I would do the same for my own upcoming large video project as well, but Luma Fusion cannot handle Pro Res 4.2.2 files, commonly used by professional video labs. This is not a Luma Fusion limitation - it’s a limitation due to iPadOS’s inability to handle Pro Res video files. It is frustrating to be so close … a powerful and well-designed hardware device, superb third-party software (Luma Fusion), but hindered by a crippled operating system.

I still kinda wish they made touch-sensitive tablet-mode Macs. I loved using Windows with a Lenovo convertible tablet PC over a decade ago. That’s only gotten better since—Surfaces are sleek and a joy to use. The key thing missing is the app ecosystem.

I’d buy this tablet Mac over an iPad any day. (And yes, I know about modbooks.)

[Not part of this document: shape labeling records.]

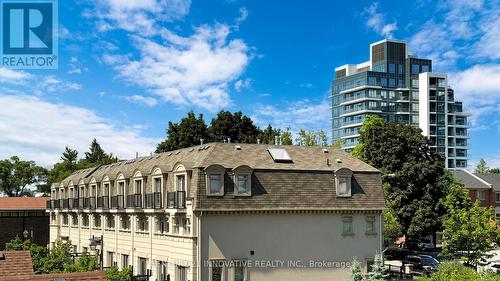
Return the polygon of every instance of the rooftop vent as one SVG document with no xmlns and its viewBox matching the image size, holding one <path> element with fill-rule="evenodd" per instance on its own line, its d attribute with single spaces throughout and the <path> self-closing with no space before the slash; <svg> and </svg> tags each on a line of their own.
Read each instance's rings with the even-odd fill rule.
<svg viewBox="0 0 500 281">
<path fill-rule="evenodd" d="M 293 163 L 292 158 L 284 148 L 268 148 L 267 151 L 276 163 Z"/>
</svg>

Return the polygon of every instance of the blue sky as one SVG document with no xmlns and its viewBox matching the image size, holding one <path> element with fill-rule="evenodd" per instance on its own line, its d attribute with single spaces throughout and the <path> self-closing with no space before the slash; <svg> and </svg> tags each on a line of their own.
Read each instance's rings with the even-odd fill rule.
<svg viewBox="0 0 500 281">
<path fill-rule="evenodd" d="M 59 25 L 58 70 L 0 69 L 0 158 L 149 154 L 189 110 L 330 133 L 333 69 L 396 38 L 474 114 L 472 164 L 500 166 L 499 1 L 77 0 Z"/>
</svg>

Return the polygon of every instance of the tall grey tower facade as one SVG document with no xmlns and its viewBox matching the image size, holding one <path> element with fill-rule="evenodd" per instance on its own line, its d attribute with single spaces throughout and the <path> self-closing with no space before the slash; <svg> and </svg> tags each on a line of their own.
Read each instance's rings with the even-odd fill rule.
<svg viewBox="0 0 500 281">
<path fill-rule="evenodd" d="M 448 77 L 432 72 L 432 61 L 410 55 L 404 41 L 370 45 L 370 60 L 335 68 L 332 83 L 332 137 L 349 151 L 370 114 L 422 129 L 446 168 L 466 168 L 468 116 L 455 100 Z"/>
</svg>

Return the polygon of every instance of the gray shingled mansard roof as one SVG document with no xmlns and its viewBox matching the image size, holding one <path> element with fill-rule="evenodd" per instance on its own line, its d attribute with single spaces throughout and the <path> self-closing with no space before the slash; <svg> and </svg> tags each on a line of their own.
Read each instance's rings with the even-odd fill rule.
<svg viewBox="0 0 500 281">
<path fill-rule="evenodd" d="M 285 149 L 292 163 L 276 163 L 268 148 Z M 165 152 L 129 161 L 103 165 L 97 169 L 77 171 L 65 180 L 78 184 L 80 179 L 101 181 L 104 176 L 116 178 L 119 173 L 131 177 L 136 170 L 148 175 L 155 167 L 171 172 L 182 163 L 187 169 L 205 168 L 212 164 L 233 169 L 247 165 L 254 171 L 252 196 L 234 196 L 232 180 L 225 180 L 225 195 L 206 195 L 197 188 L 195 209 L 198 210 L 263 210 L 263 209 L 376 209 L 385 208 L 380 172 L 340 149 L 275 146 L 265 144 L 209 143 Z M 336 196 L 333 173 L 340 168 L 353 171 L 352 196 Z M 93 171 L 95 170 L 95 171 Z M 93 171 L 93 172 L 92 172 Z M 198 187 L 205 178 L 198 179 Z"/>
<path fill-rule="evenodd" d="M 496 188 L 500 189 L 500 175 L 477 174 L 466 170 L 451 170 L 450 172 L 468 189 L 489 189 L 492 187 L 491 180 L 495 178 Z M 493 184 L 493 186 L 495 186 L 495 184 Z"/>
</svg>

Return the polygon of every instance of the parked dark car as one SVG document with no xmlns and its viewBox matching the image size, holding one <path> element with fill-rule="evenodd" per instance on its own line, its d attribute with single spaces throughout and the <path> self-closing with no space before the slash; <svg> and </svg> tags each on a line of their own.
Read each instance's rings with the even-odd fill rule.
<svg viewBox="0 0 500 281">
<path fill-rule="evenodd" d="M 411 264 L 414 272 L 426 274 L 436 270 L 439 261 L 429 255 L 410 255 L 403 260 L 403 264 Z"/>
</svg>

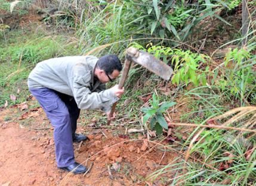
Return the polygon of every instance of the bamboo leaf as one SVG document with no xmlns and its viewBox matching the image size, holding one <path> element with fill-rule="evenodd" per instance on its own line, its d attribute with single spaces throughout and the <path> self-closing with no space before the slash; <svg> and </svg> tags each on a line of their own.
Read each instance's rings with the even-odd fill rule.
<svg viewBox="0 0 256 186">
<path fill-rule="evenodd" d="M 151 119 L 150 121 L 149 122 L 149 124 L 150 124 L 150 129 L 153 130 L 155 127 L 155 125 L 156 125 L 156 118 L 153 117 Z"/>
<path fill-rule="evenodd" d="M 147 121 L 149 120 L 149 118 L 152 116 L 151 114 L 147 114 L 143 116 L 143 124 L 146 124 Z"/>
<path fill-rule="evenodd" d="M 156 18 L 158 20 L 159 19 L 160 11 L 158 10 L 158 0 L 153 0 L 153 6 L 154 7 L 155 11 L 156 12 Z"/>
<path fill-rule="evenodd" d="M 158 123 L 156 123 L 155 125 L 155 129 L 158 135 L 161 135 L 163 133 L 163 128 Z"/>
<path fill-rule="evenodd" d="M 162 128 L 168 129 L 168 124 L 162 114 L 158 114 L 156 121 L 162 126 Z"/>
<path fill-rule="evenodd" d="M 158 109 L 158 112 L 162 112 L 169 109 L 170 107 L 175 105 L 176 102 L 164 102 Z"/>
<path fill-rule="evenodd" d="M 172 25 L 170 26 L 171 27 L 171 30 L 172 31 L 173 34 L 174 34 L 174 36 L 178 38 L 179 40 L 180 40 L 180 37 L 178 36 L 178 34 L 177 32 L 176 29 Z"/>
<path fill-rule="evenodd" d="M 158 24 L 158 21 L 153 21 L 152 24 L 151 24 L 151 34 L 152 34 L 152 33 L 154 32 L 157 24 Z"/>
<path fill-rule="evenodd" d="M 13 8 L 14 8 L 15 6 L 16 6 L 16 5 L 20 2 L 20 1 L 15 1 L 10 4 L 10 11 L 11 12 L 11 14 L 13 12 Z"/>
</svg>

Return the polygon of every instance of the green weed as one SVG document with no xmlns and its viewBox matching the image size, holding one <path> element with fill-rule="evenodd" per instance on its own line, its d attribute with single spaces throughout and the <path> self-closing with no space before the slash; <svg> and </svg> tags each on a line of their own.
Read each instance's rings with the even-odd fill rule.
<svg viewBox="0 0 256 186">
<path fill-rule="evenodd" d="M 159 100 L 154 93 L 152 100 L 149 101 L 151 104 L 150 108 L 143 108 L 141 111 L 145 113 L 143 116 L 143 124 L 146 125 L 147 121 L 150 119 L 149 128 L 152 130 L 156 130 L 158 134 L 162 133 L 163 128 L 168 129 L 168 126 L 163 114 L 166 112 L 170 107 L 174 106 L 175 102 L 164 102 L 159 105 Z"/>
</svg>

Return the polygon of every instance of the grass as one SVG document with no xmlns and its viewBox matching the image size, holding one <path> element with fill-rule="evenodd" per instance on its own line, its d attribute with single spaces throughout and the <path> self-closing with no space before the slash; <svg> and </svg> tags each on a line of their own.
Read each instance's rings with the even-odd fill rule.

That said, I’ve owned every iteration of the iPad. I appreciate how the constraints of the form factor and the software have challenged assumptions about how I should work. I don’t think it’s anywhere near as valuable as most iPad evangelists would have you believe, but it still fills a niche in my day to day tools.

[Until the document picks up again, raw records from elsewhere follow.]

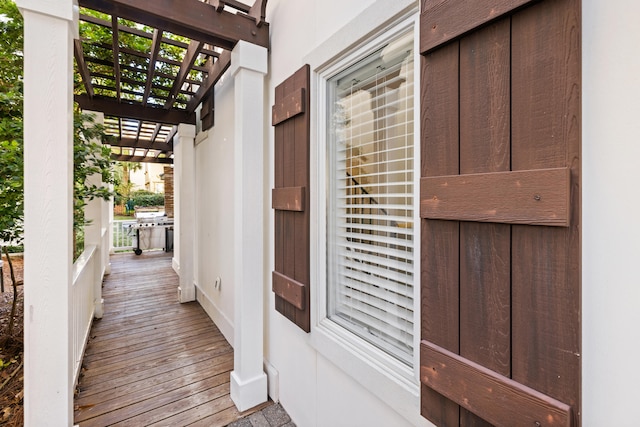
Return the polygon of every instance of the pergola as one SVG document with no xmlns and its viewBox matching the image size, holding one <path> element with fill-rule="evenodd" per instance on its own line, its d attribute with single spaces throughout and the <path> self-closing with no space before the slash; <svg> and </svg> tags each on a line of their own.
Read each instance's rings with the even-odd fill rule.
<svg viewBox="0 0 640 427">
<path fill-rule="evenodd" d="M 178 124 L 213 125 L 213 87 L 231 50 L 240 40 L 268 47 L 266 4 L 79 1 L 74 100 L 104 113 L 114 160 L 172 163 Z"/>
<path fill-rule="evenodd" d="M 225 73 L 233 79 L 230 226 L 237 239 L 231 398 L 241 411 L 264 402 L 265 224 L 255 218 L 264 196 L 253 183 L 263 179 L 265 158 L 267 0 L 252 6 L 236 0 L 16 3 L 25 36 L 25 425 L 72 425 L 78 348 L 86 343 L 87 324 L 102 315 L 101 280 L 109 268 L 106 203 L 96 200 L 85 210 L 92 219 L 85 247 L 92 252 L 85 250 L 83 262 L 91 268 L 79 273 L 72 257 L 74 100 L 115 137 L 113 158 L 174 164 L 173 268 L 178 300 L 194 301 L 196 123 L 201 138 L 215 134 L 213 88 Z M 80 326 L 78 274 L 88 275 L 93 289 L 84 297 L 88 315 Z"/>
</svg>

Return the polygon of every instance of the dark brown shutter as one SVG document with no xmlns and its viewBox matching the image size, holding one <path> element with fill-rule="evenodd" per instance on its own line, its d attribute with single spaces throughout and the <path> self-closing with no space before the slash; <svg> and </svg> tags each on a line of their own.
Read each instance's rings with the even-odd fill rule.
<svg viewBox="0 0 640 427">
<path fill-rule="evenodd" d="M 309 66 L 276 87 L 275 271 L 276 310 L 309 332 Z"/>
<path fill-rule="evenodd" d="M 580 1 L 421 10 L 422 414 L 580 425 Z"/>
</svg>

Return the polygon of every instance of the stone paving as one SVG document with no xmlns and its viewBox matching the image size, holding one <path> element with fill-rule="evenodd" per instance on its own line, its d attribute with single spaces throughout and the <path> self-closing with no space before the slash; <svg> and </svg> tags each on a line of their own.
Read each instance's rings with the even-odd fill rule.
<svg viewBox="0 0 640 427">
<path fill-rule="evenodd" d="M 282 405 L 275 403 L 262 411 L 232 422 L 227 427 L 296 427 Z"/>
</svg>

Ultimately, though, I think the iPad’s major contribution was simply making the iPhone bigger. By leveraging the developers already invested in iOS, Apple was able to get more people into tablets than macOS ever could have.

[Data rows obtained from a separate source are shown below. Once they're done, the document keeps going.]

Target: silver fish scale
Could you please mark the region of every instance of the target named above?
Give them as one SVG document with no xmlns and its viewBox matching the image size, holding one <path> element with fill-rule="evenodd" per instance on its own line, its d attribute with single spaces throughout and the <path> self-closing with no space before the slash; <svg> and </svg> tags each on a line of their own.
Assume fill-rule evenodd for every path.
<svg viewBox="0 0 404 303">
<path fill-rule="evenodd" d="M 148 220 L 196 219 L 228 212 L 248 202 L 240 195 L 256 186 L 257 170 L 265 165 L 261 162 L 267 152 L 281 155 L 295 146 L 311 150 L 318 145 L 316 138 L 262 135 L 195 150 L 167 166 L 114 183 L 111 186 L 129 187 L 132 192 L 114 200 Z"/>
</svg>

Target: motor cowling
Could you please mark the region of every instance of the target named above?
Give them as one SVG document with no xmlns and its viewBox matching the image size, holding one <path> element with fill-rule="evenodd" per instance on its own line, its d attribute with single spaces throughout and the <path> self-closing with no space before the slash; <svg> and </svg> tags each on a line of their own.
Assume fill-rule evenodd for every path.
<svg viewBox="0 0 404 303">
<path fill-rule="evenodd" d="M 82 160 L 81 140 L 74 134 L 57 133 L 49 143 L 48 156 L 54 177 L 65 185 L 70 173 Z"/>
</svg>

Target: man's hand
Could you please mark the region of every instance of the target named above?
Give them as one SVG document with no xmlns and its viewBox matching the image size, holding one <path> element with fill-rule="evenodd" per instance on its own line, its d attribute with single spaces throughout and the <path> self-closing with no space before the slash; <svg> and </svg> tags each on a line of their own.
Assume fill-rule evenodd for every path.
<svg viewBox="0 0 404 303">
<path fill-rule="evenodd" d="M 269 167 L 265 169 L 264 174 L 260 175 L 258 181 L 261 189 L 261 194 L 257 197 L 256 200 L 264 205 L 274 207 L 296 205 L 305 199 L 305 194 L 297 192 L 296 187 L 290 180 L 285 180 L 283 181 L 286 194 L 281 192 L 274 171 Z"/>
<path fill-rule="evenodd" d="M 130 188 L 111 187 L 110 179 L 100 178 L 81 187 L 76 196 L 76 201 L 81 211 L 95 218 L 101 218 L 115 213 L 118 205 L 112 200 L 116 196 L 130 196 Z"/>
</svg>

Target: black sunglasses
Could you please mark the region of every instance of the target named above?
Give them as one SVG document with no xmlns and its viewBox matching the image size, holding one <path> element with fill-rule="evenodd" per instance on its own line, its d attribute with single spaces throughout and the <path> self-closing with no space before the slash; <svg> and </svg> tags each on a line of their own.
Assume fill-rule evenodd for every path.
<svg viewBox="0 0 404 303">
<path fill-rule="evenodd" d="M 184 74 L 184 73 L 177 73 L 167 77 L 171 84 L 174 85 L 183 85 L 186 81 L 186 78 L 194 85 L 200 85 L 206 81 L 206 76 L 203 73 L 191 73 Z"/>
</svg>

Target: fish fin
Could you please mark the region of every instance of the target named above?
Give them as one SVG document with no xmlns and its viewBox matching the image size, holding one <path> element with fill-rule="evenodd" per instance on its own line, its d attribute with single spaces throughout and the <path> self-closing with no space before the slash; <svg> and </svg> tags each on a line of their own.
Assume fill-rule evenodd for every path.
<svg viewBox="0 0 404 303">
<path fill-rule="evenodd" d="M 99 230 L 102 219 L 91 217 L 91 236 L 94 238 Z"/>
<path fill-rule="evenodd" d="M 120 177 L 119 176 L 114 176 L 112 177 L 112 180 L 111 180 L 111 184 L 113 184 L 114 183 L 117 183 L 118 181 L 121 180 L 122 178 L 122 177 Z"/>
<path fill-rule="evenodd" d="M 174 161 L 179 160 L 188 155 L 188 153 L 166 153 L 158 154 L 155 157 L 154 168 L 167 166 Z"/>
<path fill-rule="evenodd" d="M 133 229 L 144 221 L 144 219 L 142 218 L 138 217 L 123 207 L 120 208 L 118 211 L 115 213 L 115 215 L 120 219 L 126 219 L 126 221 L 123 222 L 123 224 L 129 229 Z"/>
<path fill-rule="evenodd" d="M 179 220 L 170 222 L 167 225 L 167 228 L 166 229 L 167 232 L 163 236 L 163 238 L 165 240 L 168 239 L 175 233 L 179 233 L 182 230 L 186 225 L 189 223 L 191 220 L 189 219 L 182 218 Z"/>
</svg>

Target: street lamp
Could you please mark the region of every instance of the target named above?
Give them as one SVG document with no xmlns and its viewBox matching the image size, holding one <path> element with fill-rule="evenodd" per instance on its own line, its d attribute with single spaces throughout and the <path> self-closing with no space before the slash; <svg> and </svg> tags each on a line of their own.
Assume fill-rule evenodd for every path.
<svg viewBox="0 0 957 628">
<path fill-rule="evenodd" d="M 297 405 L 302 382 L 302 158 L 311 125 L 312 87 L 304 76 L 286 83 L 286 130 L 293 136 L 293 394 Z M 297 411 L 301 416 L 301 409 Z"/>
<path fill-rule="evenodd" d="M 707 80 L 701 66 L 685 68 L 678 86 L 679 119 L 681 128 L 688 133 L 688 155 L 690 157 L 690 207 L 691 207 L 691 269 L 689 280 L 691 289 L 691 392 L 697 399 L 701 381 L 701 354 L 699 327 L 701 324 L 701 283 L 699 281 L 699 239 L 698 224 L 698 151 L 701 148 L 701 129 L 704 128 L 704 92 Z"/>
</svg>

I think the disappointment people are talking about when they compare the two is what could’ve been. A Mac can’t be tiny, touch sensitive, battery-resilient, and one-handed. If it could, these debates—which I agree are kinda silly—would cease. The wishful thinking isn’t for an iPad to be a Mac. It’s for a Mac option that’s more iPad-like. (That’s a subtle difference, I guess.)

Although I largely (but not completely) disagree with this, I still find it insightful.

I think the media pushes this viewpoint. I honestly don’t know how widely users (especially MPU’ers) see it this way.

I think there is room for cross-breeding between iOS and Mac OS. Catalyst ain’t it IMHO.

BTW @PostmanPat, count me in as a iPad celebrator.